Some of the abuse you saw at Old Trafford at the weekend was poor support. Booing the team is poor support. Yes supporters pay good money to see their side, but you should support the team. Seeing all this discontent could go one of two ways, the players will turn it around, or it will get worse. Player power is something that controls football. How many players do you see getting sacked for not doing their job on the pitch. Chelsea for instance. The players clearly stopped performing for Jose Mourinho, the manager than many want to see replace Louis van Gaal. The manager that forgets about the youth completely. The manager that has been pretty despicable in the past and acted like a spoilt brat when things did not go his way. Those players are still at Chelsea, playing for their new manager. Why did they not get sacked, docked wages, disciplined. Why sack the manager. Players control things collectively, they also come away without blame. Is that what everyone wants to see?

I am not saying the club should sack players, but let it be know that they have a job to do, and they should be doing it. They are well paid for what they do. Most are millionaires. Most do not care about the supporters. Against Liverpool the weekend before last, you saw Michael Carrick, Phil Jones and Marcos Rojo in the away end with United supporters. Previously you have seen the likes of Tom Cleverley, Ashley Young and many others do the same. You don’t see some of the more established players doing that, do you. Yes the likes of Wayne Rooney have boxes, especially at Old Trafford, and have been seen there on match days, whether due to injury or something else, they have supported their team. But turning up to an away match, mixing with supporters? That is something that used to happen, but not so much in the modern era.
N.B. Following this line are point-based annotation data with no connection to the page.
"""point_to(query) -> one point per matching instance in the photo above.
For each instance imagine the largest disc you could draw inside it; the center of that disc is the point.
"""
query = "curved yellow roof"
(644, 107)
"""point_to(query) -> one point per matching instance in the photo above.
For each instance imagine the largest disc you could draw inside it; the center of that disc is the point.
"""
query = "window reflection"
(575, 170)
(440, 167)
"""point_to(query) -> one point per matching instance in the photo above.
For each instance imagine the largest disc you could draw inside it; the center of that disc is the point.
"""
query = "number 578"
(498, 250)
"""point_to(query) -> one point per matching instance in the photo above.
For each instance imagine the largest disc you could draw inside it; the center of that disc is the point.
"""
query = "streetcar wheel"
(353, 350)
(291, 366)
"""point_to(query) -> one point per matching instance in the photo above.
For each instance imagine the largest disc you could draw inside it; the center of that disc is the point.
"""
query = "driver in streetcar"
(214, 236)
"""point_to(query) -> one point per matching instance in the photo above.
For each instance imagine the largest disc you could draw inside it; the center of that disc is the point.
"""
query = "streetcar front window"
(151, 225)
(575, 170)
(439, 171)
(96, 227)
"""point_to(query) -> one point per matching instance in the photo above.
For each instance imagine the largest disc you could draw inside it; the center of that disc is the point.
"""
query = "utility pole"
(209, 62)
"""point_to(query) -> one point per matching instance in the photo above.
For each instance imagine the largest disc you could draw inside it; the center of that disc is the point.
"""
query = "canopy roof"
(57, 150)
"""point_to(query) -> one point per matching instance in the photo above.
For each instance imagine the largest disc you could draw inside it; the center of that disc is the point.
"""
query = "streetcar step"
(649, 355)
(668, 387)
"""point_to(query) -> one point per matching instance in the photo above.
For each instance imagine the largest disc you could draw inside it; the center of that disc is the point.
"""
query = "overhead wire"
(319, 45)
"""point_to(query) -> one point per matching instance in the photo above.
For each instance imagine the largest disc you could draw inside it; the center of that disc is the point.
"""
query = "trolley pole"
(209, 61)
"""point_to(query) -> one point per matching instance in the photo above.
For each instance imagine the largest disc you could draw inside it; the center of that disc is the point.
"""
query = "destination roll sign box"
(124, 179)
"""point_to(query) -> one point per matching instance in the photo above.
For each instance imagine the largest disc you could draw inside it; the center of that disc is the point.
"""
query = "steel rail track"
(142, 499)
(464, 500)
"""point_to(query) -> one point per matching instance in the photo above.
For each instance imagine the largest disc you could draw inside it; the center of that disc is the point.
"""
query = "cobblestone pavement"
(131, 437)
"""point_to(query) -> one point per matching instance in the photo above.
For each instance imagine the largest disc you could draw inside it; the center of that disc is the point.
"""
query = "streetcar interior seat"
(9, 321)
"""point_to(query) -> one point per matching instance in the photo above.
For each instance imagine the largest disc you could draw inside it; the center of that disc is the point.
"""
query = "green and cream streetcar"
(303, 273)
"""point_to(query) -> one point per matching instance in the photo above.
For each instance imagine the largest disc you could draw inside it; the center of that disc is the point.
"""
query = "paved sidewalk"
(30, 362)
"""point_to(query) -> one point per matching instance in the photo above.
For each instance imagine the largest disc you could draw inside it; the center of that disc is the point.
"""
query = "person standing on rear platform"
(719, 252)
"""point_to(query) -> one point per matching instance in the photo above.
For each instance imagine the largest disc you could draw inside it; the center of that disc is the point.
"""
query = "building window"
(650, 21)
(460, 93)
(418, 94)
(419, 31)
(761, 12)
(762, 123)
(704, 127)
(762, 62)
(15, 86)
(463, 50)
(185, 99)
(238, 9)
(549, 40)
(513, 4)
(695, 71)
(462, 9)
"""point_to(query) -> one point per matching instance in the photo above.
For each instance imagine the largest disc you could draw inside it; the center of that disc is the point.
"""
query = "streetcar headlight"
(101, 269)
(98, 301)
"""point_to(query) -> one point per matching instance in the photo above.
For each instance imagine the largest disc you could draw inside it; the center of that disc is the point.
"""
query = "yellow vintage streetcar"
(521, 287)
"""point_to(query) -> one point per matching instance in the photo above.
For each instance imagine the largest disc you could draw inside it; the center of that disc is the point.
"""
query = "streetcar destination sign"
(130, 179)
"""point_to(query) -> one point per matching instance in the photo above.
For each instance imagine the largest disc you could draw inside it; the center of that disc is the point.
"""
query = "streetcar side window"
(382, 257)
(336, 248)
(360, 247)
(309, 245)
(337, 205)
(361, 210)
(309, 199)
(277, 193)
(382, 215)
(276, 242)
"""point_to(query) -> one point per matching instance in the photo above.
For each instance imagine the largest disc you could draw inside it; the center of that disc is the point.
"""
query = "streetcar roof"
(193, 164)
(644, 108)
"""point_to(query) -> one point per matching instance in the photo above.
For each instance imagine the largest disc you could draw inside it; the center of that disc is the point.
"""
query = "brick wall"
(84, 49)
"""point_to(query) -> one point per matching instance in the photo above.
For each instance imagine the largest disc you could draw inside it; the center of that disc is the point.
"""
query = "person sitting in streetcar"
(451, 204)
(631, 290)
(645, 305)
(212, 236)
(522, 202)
I still believe that changing the manager at this point in the season will cause more problems that it would solve. Many seem to be expecting something to happen today with the manager, but I doubt it. Too many supporters believe what it being reported in the media. Louis van Gaal is on the brink. That does not actually mean anything. On the brink is a negative phrase, but also an assumption which will make you believe the end is near, when in fact, it is a guess, nothing more. We are seeing poor support for the club here, too many people baying for blood. Too many people wanting another manager to be sacked. What if the next manager does not achieve instant success, which is what many are demanding? Do you then sack them and continue that conveyor belt, bringing in manager after manager? Maybe it is the supporters that are demanding too much at once.

Many have been spoilt by success, especially in the last 30 years, which saw Sir Alex Ferguson deliver 38 trophies to the club, including thirteen league titles, two UEFA Champions League trophies and a FIFA Club World Cup. Those days are gone, but with patience, they could be back. We as supporters have no right to demand the club win trophies, we do have a right to demand that we are entertained though.